On giving in to not feeling well

a man sneezing into a tissueI’m not well. Started on friday, continued though the weekend, lessening up now. don’t panic overmuch, it’s just a cold. A cough, spluttery, sneezy, aching one. But apart from the physical pain of coughing so much – my chest feels run over by a tank – and the sense that my head is full of mucus, I’ve been quite enjoying it.

My usual approach to a cold is to ignore it and pretend it’s not happening. To take vast quantities of cold meds and carry on as normal until I collapse at the end of the day feeling sorry for myself. Luckily, with this descending at a weekend, I could try a different approach.
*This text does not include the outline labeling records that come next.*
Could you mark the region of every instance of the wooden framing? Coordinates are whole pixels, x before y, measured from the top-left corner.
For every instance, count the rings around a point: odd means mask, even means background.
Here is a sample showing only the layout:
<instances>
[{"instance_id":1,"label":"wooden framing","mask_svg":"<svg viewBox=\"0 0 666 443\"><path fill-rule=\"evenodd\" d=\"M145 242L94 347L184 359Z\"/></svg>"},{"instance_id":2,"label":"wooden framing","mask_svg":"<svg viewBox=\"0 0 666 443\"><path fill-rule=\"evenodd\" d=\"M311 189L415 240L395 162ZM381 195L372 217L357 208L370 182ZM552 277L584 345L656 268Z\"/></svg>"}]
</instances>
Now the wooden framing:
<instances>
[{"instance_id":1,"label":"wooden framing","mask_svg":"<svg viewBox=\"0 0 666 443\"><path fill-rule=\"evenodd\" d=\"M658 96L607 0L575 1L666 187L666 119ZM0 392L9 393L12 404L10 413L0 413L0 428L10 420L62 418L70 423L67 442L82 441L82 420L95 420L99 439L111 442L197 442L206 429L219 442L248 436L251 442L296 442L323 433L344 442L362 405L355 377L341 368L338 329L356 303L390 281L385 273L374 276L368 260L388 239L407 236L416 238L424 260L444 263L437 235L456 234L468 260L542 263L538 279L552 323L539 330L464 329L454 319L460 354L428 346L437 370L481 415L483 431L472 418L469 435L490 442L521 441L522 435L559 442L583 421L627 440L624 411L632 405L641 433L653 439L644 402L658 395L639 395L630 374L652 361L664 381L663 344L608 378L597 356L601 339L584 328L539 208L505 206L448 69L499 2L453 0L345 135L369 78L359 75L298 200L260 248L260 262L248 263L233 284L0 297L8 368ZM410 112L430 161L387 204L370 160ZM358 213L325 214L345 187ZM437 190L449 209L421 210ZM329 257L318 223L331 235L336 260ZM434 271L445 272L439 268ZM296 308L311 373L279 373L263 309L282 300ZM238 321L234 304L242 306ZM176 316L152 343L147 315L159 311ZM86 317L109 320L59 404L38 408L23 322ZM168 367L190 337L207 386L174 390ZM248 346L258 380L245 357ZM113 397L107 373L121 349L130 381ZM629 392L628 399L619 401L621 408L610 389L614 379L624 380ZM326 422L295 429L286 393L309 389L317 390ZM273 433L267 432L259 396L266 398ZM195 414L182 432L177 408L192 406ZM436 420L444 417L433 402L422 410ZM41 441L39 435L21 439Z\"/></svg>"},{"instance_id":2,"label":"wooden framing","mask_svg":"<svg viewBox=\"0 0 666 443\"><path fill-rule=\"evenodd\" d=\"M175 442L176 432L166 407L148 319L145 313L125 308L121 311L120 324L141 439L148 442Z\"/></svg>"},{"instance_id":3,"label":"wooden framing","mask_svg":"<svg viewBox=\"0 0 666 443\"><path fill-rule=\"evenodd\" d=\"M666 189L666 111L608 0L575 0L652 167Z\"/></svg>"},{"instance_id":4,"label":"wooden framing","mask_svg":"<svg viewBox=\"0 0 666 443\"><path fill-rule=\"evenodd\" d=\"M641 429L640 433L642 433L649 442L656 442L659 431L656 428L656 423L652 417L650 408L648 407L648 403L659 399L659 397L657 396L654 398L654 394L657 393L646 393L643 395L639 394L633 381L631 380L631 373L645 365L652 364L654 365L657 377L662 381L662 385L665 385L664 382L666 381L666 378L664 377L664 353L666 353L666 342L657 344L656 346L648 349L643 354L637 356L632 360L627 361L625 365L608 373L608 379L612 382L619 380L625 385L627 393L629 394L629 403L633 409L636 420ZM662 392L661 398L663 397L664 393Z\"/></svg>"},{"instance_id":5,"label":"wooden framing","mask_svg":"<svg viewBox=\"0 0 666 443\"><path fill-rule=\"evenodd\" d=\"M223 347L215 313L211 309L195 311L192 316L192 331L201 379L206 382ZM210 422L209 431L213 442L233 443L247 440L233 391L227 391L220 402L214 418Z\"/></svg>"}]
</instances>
My response this time has mainly been to lie on the sofa, wrapped in blankets, watching old films and letting my partner and kids do the work. When I felt up to it I might take on a small task – filling the washing machine, lets say, or putting the chicken in the oven. Once I even managed to take to dog out – downhill only though. Small things, but huge events this weekend.

What was great was giving myself permission to be ill.

  • The list of things to do didn’t matter – no way I could focus enough to read it, let alone tick anything off.
  • The performance I was booked to see Saturday night didn’t matter – no way I could get there so I just had to let it go.
  • Getting the kids tea sorted didn’t matter – they are old enough to cook for me now if I need them too.

Sometimes, its nice to just stop. To hand over the reins. To sink into the sofa and just rest up.